Wie der Schnupfen sein Opfer findet

Ist es draußen kühl und regnerisch, lässt der Schnupfen nicht lange auf sich warten. Forscher haben herausgefunden, warum manche Menschen besonders anfällig für Verkühlungen sind: Die Erreger nutzen Umweltstress als Einfallstor in den Körper.

Das einzig Gute, das man dem Schnupfen nachsagen könnte, ist, dass er Christian Morgenstern einst zu einem netten Gedicht inspiriert hat. Da wird der Erreger zum Homunculus, der da „hockt auf der Terrasse, auf dass er sich ein Opfer fasse“. Unter welchen Umständen er es zu fassen kriegt, ließ Morgenstern freilich offen, schließlich war er Dichter und nicht Mediziner. Und selbst wenn er beides gewesen wäre, hätte er noch nicht die Methoden zur Hand gehabt, um darauf eine Antwort zu geben.

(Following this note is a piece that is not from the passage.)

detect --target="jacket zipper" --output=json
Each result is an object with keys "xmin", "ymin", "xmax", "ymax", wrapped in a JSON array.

Im Fachblatt „Cell Reports“ ist eine solche nun nachzulesen: Wissenschaftler der Yale University haben kürzlich die Infektionswege der Rhinoviren (also den Auslösern von Erkältungen, Asthma und Atemwegserkrankungen) unter die Lupe genommen. Die erste und entscheidende Infektionsbarriere sind die sogenannten Epithelien der Atemwege und Lungen. Diese Zellen versperren den Viren nicht nur den Weg in den Körper, sie besitzen auch ein Erkennungs- und Abwehrsystem namens RIG-I, mit dem sie die Erreger ausschalten. Soweit, so bekannt.

Löchrige Barriere in Nase und Lunge

Das Team um die Virologin Ellen Foxman setzte in ihren Versuchen Epithelzellen nebst Viren auch anderen Stressfaktoren aus, Zigarettenrauch etwa. Wie die Forscher in ihrer Studie schreiben, reagierten die Epithelzellen je nach Lage durchaus unterschiedlich. Jene aus der Lunge konnten den schädlichen Rauch gut neutralisieren, scheiterten jedoch streckenweise bei der Abwehr der Viren. Bei den Zellen aus der Nase war es genau umgekehrt.

Schluss der Forscher: Die Epithelzellen sind zu einem Kompromiss genötigt, beides gleichzeitig geht offenbar nicht auf optimalem Niveau. „Wenn die Atemwege mit einem zusätzlichen Stressfaktor belastet werden, können sie sich anpassen“, sagt Foxman. „Allerdings mit dem Nachteil, dass die Anfälligkeit für Infektionen steigt.“

Der Befund deckt sich durchaus mit der Alltagserfahrung. Bekanntlich ist der Schnupfen bei der Suche nach einem Opfer nicht immer erfolgreich, aber er ist es besonders dann, wenn sein Wirt geschwächt ist. Das ist etwa bei Rauchern der Fall, wie Statistiken beweisen: Sie sind anfälliger für Rhinovirus-Infektionen als der Rest der Bevölkerung.